A Comissão de Trabalhadores da RTP defendeu que todos os canais de serviço público sejam acessíveis gratuitamente, em sinal aberto, porque os contribuintes já financiam em parte os conteúdos emitidos pela televisão pública.

A CT da RTP reagia, em comunicado, à notícia divulgada esta semana pelo Correio da Manhã, em que o ministro Miguel Relvas afirmava que o governo trabalha para que o canal Parlamento possa integrar a oferta da Televisão Digital Terrestre (TDT). Segundo Relvas, a Autoridade Nacional das Comunicações (ANACOM) "já deu o seu aval à inclusão deste canal na TDT" e "a PT vai disponibilizar, de forma gratuita, a frequência em que será emitido".

No comunicado, a CT da RTP sustenta que não só o canal Parlamento, mas também outros canais pagos como o RTP Memória e o RTP Informação, ou os canais da RDP devem "ser gratuitamente acessíveis ao público através da TDT".

É possível obter um eco significativo junto da opinião pública”

Para a CT, “ficam agora patentes as fragilidades da imagem belicosa que o próprio ministro tinha apresentado, ao reiterar que, fosse como fosse, um dos canais da RTP estaria privatizado até ao fim de 2012. Quando é claramente combatido o conluio com interesses particulares, como neste caso os que alimenta os negócios da PT na passagem à Televisão Digital Terrestre (TDT), é possível obter um eco significativo junto da opinião pública e fazer recuar o Governo.”
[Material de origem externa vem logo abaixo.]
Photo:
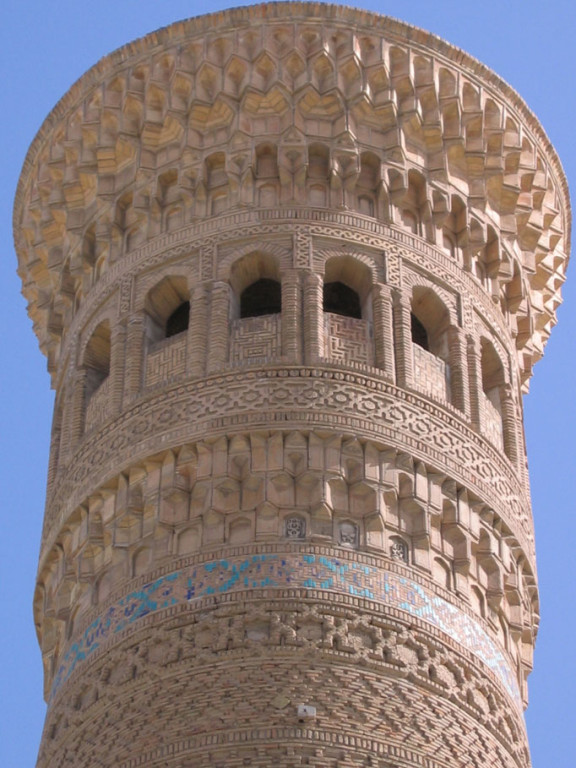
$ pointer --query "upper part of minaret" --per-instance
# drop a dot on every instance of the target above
(261, 107)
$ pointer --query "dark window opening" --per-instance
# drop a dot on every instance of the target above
(264, 297)
(419, 333)
(178, 320)
(342, 300)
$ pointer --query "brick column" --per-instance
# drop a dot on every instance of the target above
(117, 367)
(403, 340)
(509, 423)
(135, 352)
(459, 386)
(313, 318)
(383, 330)
(78, 406)
(292, 316)
(475, 383)
(219, 326)
(197, 332)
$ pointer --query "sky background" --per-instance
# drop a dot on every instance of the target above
(44, 48)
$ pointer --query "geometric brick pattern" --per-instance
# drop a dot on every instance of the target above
(264, 573)
(330, 508)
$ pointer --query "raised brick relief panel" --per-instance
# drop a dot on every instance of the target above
(165, 361)
(250, 516)
(347, 339)
(431, 374)
(97, 406)
(254, 339)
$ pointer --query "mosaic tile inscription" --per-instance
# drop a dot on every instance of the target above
(279, 571)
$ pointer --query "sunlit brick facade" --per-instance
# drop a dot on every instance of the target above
(291, 266)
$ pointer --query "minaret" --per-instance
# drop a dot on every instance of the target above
(291, 266)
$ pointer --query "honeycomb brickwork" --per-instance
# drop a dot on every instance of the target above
(291, 266)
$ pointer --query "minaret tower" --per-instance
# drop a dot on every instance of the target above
(291, 266)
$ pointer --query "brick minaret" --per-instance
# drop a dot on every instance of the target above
(291, 266)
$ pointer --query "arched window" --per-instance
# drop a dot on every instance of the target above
(399, 549)
(318, 173)
(454, 227)
(347, 305)
(348, 534)
(347, 288)
(256, 286)
(178, 320)
(97, 358)
(263, 297)
(367, 183)
(430, 321)
(340, 299)
(217, 183)
(295, 528)
(419, 333)
(267, 175)
(493, 378)
(167, 309)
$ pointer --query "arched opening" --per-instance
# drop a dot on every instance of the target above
(367, 184)
(217, 183)
(399, 550)
(419, 333)
(318, 174)
(267, 175)
(493, 378)
(97, 358)
(413, 208)
(178, 320)
(347, 306)
(340, 299)
(263, 297)
(454, 227)
(429, 323)
(256, 308)
(167, 309)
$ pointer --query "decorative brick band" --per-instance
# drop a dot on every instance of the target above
(294, 571)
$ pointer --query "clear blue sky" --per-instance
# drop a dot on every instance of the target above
(44, 48)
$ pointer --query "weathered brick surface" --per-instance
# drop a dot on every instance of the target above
(313, 504)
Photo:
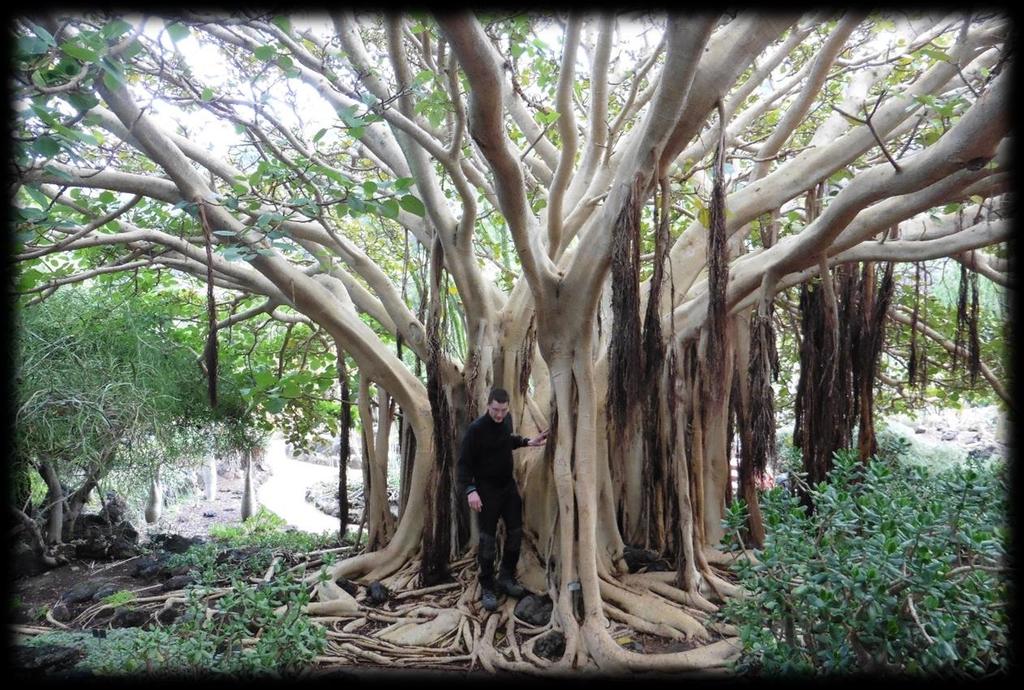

A inclusão de todos os canais de serviço público na TDT é, além disso, “um interesse da RTP e de todos os que nela trabalhamos. Dir-se-á que, nesse caso, a RTP deixaria de receber uma quantia significativa que lhe é paga pelos operadores da televisão por cabo. Mas essa é só uma parte da verdade”, argumenta o comunicado, que afirma: “Colocar gratuitamente ao alcance do público aquilo que fazemos far-nos-á ganhar muito mais, em credibilidade, que aquilo que fará perder à RTP na ótica de uma contabilidade de curto prazo. Só assim se poderá discutir o futuro do serviço público com argumentos claros e transparentes.”